Jeffrey M. Werdein is the Executive Vice President for the Commercial Division of Lake Shore Bancorp and Lake Shore Savings. He was appointed Executive Vice President in August 2014 after serving as the Senior Vice President/Team Leader responsible for business development and portfolio management in the commercial real estate and small/middle market business segments at Evans Bank since 1999. Mr. Werdein has over 25 years of commercial banking experience, including prior positions with Citibank and Chase Manhattan Bank. Mr. Werdein has a Bachelor of Science degree and a Masters of Business Administration degree with a focus in Business and Financial Institutions and Markets from the State University of New York at Buffalo.
Rachel A. Foley is the Chief Financial Officer and Treasurer of Lake Shore, MHC, Lake Shore Bancorp and Lake Shore Savings.
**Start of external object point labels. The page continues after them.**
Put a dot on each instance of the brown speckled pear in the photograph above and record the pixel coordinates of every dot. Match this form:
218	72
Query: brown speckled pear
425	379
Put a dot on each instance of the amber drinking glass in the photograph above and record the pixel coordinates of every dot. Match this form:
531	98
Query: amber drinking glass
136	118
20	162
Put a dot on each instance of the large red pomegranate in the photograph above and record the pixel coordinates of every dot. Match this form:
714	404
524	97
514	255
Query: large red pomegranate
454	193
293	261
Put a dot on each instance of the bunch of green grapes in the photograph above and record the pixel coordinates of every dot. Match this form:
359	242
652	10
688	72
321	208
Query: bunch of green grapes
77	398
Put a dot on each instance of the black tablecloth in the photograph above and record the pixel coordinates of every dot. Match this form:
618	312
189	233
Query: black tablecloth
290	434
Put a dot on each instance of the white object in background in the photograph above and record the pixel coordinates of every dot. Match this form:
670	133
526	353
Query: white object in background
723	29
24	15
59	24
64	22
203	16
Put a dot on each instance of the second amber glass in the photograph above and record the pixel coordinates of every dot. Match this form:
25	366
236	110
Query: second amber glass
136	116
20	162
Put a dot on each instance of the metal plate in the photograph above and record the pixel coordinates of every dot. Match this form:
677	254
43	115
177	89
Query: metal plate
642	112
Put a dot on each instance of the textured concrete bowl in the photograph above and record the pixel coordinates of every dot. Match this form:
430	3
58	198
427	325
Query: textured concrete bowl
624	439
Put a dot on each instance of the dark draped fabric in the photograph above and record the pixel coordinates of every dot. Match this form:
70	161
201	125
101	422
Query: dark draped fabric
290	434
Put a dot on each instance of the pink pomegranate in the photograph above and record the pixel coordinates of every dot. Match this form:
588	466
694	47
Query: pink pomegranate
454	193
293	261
She was appointed Chief Financial Officer of the Company in March 2006 after serving as the Controller since March 1999. Ms. Foley has a Bachelor of Science degree from Allegheny College and a Masters of Business Administration degree in Accounting from the State University of New York at Buffalo. Ms. Foley is a 2015 graduate of the American Bankers Association Stonier National Graduate School of Banking. Prior to joining the Company, Ms. Foley was a Financial Audit Supervisor in the Internal Audit department of M&T Bank.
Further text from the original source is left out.